I’ve been playing around a lot more recently with LLMs running locally on my PC, and for the most part, that’s been with Ollama.
Ollama is a fantastic tool that makes it extremely simple to download and run LLMs on your own PC, made even easier with the launch of its new GUI application. It can hook into your workflow beautifully, but it has one glaring flaw.
If you don’t have a dedicated GPU, its performance isn’t that good. I’ve been using it with an RTX 5080 (and soon to try an RTX 5090), and it flies along, but on something like the new Geekom A9 Max mini PC, which just landed for review, it’s a very different story.
Ollama does not officially support integrated graphics on Windows. Out of the box, it’ll default to using the CPU, and honestly, there are times when I’m not interested in looking for workarounds.
Instead, enter LM Studio, which makes it so simple to leverage integrated GPUs, even I can do it in seconds. That’s what I want, that’s what you should want, and it’s why you need to ditch Ollama if you want to leverage your integrated GPU.
What is LM Studio?
Without going too far into the weeds, LM Studio is another app you can use on your Windows PC to download LLMs and play about with them. It does things a little differently from Ollama, but the end result is the same.
It also has a significantly more advanced GUI than Ollama’s official app, which is another tick towards using it. To get the most from Ollama outside of the terminal, you need to use something third-party, such as OpenWebUI or the Page Assist browser extension.
It’s ultimately a one-stop shop to find and install models, and then interact with them through a familiar-feeling chatbot interface. There are many advanced features you can play with, but for now, we’ll leave it simple.

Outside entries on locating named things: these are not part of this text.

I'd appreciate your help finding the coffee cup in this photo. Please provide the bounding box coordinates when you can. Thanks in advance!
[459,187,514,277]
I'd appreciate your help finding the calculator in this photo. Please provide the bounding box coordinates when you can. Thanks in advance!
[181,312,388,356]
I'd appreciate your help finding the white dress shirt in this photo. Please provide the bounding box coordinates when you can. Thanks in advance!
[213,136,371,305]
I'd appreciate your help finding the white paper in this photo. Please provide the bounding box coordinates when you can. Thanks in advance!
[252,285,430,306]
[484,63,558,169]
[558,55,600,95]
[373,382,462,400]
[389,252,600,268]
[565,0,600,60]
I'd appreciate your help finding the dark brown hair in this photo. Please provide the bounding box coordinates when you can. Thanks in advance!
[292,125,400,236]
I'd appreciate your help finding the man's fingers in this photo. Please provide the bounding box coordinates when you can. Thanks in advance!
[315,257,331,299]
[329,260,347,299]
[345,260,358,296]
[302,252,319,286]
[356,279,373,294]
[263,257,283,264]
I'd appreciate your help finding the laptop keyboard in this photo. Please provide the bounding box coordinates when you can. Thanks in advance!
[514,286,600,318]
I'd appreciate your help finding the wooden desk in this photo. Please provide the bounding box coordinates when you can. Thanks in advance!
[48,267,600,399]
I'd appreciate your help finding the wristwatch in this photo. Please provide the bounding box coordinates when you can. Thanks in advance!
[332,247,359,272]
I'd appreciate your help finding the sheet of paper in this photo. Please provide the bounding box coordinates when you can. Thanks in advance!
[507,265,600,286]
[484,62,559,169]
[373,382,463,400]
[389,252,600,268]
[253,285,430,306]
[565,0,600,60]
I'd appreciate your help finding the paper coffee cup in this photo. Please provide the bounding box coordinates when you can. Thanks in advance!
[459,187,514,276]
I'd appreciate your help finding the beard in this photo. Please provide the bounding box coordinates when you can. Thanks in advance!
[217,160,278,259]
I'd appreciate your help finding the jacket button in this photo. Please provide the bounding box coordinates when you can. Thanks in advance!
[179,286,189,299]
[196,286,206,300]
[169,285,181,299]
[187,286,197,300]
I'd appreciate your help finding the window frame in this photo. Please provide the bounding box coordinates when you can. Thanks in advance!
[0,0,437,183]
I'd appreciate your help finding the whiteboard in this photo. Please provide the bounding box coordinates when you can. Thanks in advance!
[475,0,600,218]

The big win is that LM Studio supports Vulkan, which means you can offload models on both AMD and Intel to the integrated GPU for compute. That’s a big deal, because I’m yet to see in my own testing a situation where using the GPU wasn’t faster than the CPU.
So, how do you use an integrated GPU in LM Studio?
The other beauty of just going the LM Studio route is that there’s nothing fancy or technical that needs to be done in order to use your iGPU with an LLM.
To use a model, you simply load it up with the dropdown box at the top. When you select the one you want, a bunch of settings will appear. In this instance, we’re only really interested in the GPU offload one.
It’s a sliding scale and works in layers. Layers are essentially the blocks that make up the LLM, and instructions will pass down them one by one, until the final layer produces the response. It’s up to you how many you offload, but anything below all of them means your CPU will be picking up some of the slack.
Once you’re happy, click load model, and it’ll load into memory and operate within your designated parameters.
As an example, on the aforementioned Geekom A9 Max, I have Radeon 890M integrated graphics, and I’m wanting to use basically all of it. When I’m using AI, I’m not gaming, so I want all of the GPU to focus on the LLM. I set 16GB of my 32GB total system memory as reserved for the GPU to load the model into, and get to work.
With a model like gpt-oss:20b I can load the entire thing into that dedicated GPU memory, use the GPU for compute, leave the rest of the system memory and the CPU well alone and get around 25 tokens per second.
Is it as fast as my desktop PC with an RTX 5080 inside? Not at all. Is it faster than using the CPU? Absolutely. With the added benefit that it isn’t using almost all of my available CPU resources, resources that other software on the PC might want to use. The GPU is basically dormant most of the time; why wouldn’t you want to use it?
I could probably get even more performance if I spent the time getting into the weeds, but that’s not the focus here. The focus is on LM Studio, and how, if you don’t have a dedicated GPU, it’s hands-down the tool to use for local LLMs. Just install it and everything works.